Florida Family Funds Bibi’s Election Campaign
Members of a single American family have donated half of the NIS 330,000 Prime Minister Benjamin Netanyahu has raised for his Likud party primary campaign in the past few weeks. Four members of the Falic family from Florida are responsible for contributing some NIS 165,000, or about $45,000.
Of the nine donors that appear on the political contributions page on the state comptroller’s website, seven gave over NIS 41,000 – very close to the maximum of NIS 43,280 that individuals are allowed to donate.
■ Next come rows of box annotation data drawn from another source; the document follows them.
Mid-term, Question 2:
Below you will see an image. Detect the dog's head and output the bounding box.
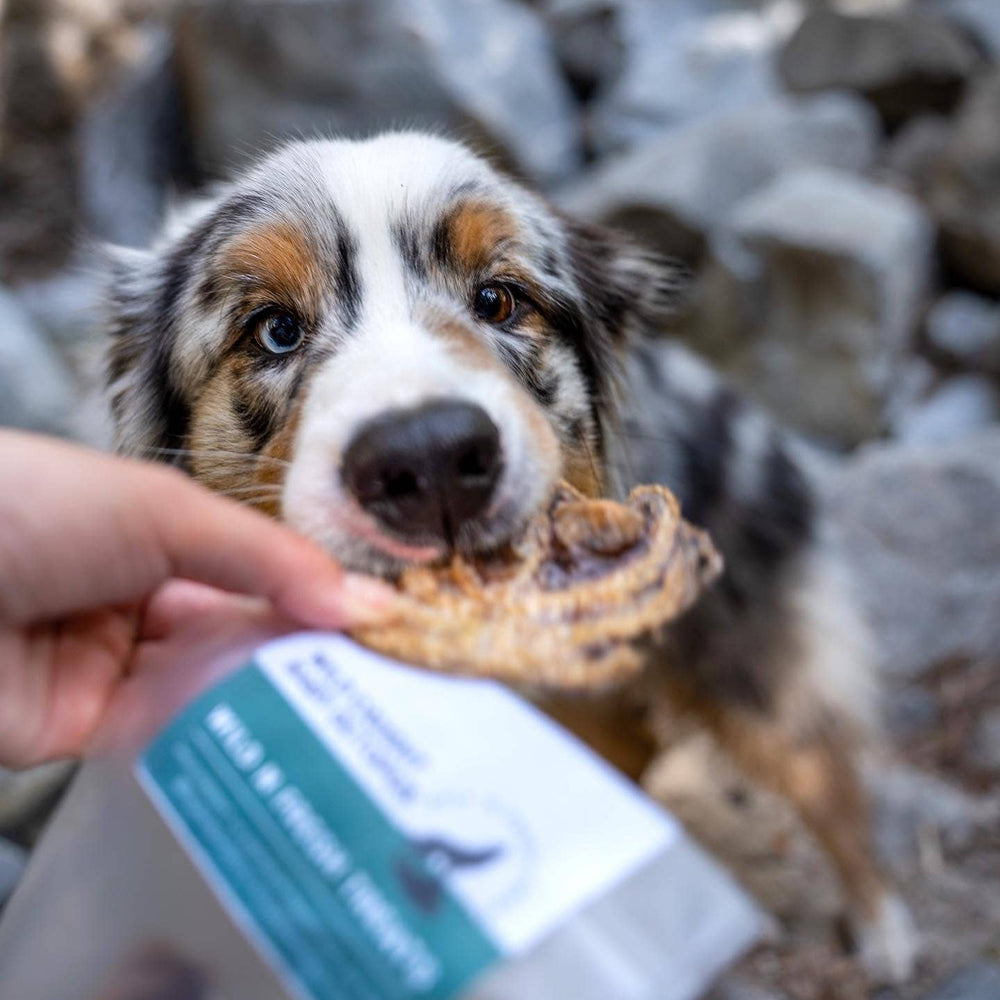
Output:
[108,134,674,572]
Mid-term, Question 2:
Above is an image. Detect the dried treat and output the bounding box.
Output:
[352,484,721,689]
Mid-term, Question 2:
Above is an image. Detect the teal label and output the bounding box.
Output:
[139,664,500,1000]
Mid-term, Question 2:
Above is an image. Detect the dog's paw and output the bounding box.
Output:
[854,893,920,983]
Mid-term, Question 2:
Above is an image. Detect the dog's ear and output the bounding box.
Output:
[567,220,690,348]
[103,240,188,461]
[563,218,689,424]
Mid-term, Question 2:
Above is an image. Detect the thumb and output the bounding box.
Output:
[135,470,395,628]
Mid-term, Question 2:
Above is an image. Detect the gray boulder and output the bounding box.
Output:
[543,0,626,102]
[560,94,879,262]
[893,375,1000,444]
[922,961,1000,1000]
[778,9,984,126]
[177,0,578,181]
[589,0,800,154]
[926,0,1000,59]
[685,168,934,446]
[926,291,1000,375]
[0,838,28,907]
[828,430,1000,677]
[966,707,1000,774]
[879,115,951,201]
[930,69,1000,295]
[0,289,77,434]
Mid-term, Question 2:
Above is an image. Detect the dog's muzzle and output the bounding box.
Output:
[341,400,503,548]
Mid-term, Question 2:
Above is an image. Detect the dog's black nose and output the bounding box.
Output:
[342,400,502,545]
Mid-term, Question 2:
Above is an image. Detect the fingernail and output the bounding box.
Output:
[340,573,399,625]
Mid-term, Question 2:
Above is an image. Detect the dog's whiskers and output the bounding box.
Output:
[144,448,292,469]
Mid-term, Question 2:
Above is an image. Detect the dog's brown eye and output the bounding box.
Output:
[254,309,306,362]
[473,285,517,323]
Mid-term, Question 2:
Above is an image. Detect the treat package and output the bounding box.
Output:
[0,633,761,1000]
Several of the donors have been mentioned in Channel 10’s “Bibitours” investigative reports, according to which the prime minister may have allowed donors to finance his trips abroad, and allegedly billed a trip to two different sources.
In April, Netanyahu and his wife Sara filed an NIS-3.5 million libel suit against Channel 10 over the reports.
The most prominent name among the prime minister’s donors is that of the Falics, a well-known family that owns Duty Free Americas, a large chain of duty-free shops that operates in 13 airports and along the United States’ northern and southern borders. At one point, the family also owned the Christian Lacroix fashion house.
Nily Falic is the national president of the Friends of the Israel Defense Forces in the United States; another family member, Jana Falic, is president of WIZO-USA.
The family members who contributed to Netanyahu were Nily’s husband, Chaim, who passed away earlier this month; their son, Leon; another son, Jerome; and her daughter, Jana, along with her husband Simon. Each of them donated $11,000.
The Falics have contributed to Netanyahu before, giving him $15,000 in 2005. During previous primaries, the family also donated money to Limor Livnat and Shaul Mofaz.
The family has also become involved in U.S. elections, and in recent years has donated a total of more than $100,000 to various candidates, both Republicans and Democrats.
The Falic family was mentioned in one of the Channel 10 Bibitours investigations as a Netanyahu donor who had not been reported to the state comptroller. Netanyahu’s lawyer said after the broadcast aired that some $15,000 had been returned to the family.